Random Sampling Task

About the Random Sampling Task

The Random Sampling task is a high-performance procedure that performs either simple random sampling or stratified sampling. The output from this task includes an output data set and the sample data, a table with performance information, and a table with frequency information for the population and sample.

Assigning Data to Roles

If you want to perform stratified sampling, you must assign a column to the Stratify by role. Otherwise, the Stratify by role is optional.
Role
Description
Stratify by
specifies the variables to use to partition the input table into mutually exclusive, nonoverlapping subsets that are known as strata. Each stratum is defined by a set of values of the strata variables, and each stratum is sampled separately. The complete sample is the union of the samples that are taken from all the strata.
Note: If you do not assign any variables to this role, then the entire input table is treated as a single stratum.
You can allocate the total sample size among the strata in proportion to the size of the stratum. For example, the variable GENDER has possible values of M and F, and the variable VOTED has possible values of Y and N. If you assign both GENDER and VOTED to the Stratify by role, then the input table is partitioned into four strata: males who voted, males who did not vote, females who voted, and females who did not vote.
The input table contains 20,000 rows, and the values are distributed as follows:
  • 7,000 males who voted
  • 4,000 males who did not vote
  • 5,000 females who voted
  • 4,000 females who did not vote
Stratify by (continued)
Therefore, the proportion of males who voted is 7,000/20,000=0.35 or 35%. The proportions in the sample should reflect the proportions of the strata in the input table. For example, if your sample table contains 100 observations, then 35% of the values in the sample must be selected from the males who voted stratum to reflect the proportions in the input table.

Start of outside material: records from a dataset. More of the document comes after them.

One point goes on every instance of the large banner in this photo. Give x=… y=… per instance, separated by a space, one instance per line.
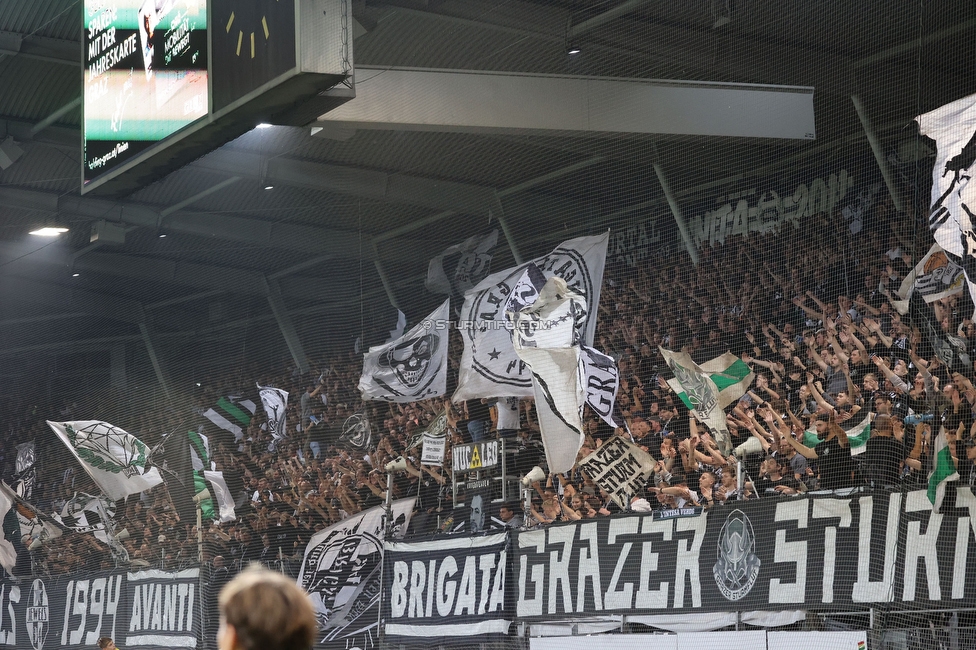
x=449 y=587
x=147 y=609
x=620 y=467
x=857 y=551
x=341 y=573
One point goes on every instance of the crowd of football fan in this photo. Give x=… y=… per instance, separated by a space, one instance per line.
x=806 y=308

Creating the Output Data Set

By default, the output data set is saved in the Work library. You can select the numeric and character variables from the input data set to include in the output data. Select the Include all input observations and a sampling indicator variable to produce an output table with the same number of rows as the input table. The output table has an additional partition indicator (_PARTIND_) to indicate whether an observation is included in the sample (1) or not (0).

Setting Options

Option Name
Description
Methods
Sample by
specifies the sample size in the desired number of rows or in the desired percentage of input rows. For example, if you specify 3% of rows and there are 400 input rows, then the resulting sample has 12 rows.
Note: If you assign variables to the Stratify by role, then the sample size specification that you make here applies to each stratum rather than to the entire input table.
Random seed
specifies the initial seed for the generation of random numbers. If you set this value to zero or a negative number, then a seed that is based on the system clock is used to produce the sample.
Ignore case of character stratification values
distinguishes stratified variables that share the same normalized value when you perform stratified sampling. For example, if a target has three distinct values, “A”, “B”, and “b”, and you want to treat “B” and “b” as different levels, you need to select this option. Otherwise, “B” and “b” are treated as the same level. The task normalizes a value as follows:
  1. Leading blanks are removed.
  2. The value is truncated to 32 characters.
  3. Letters are changed from lowercase to uppercase.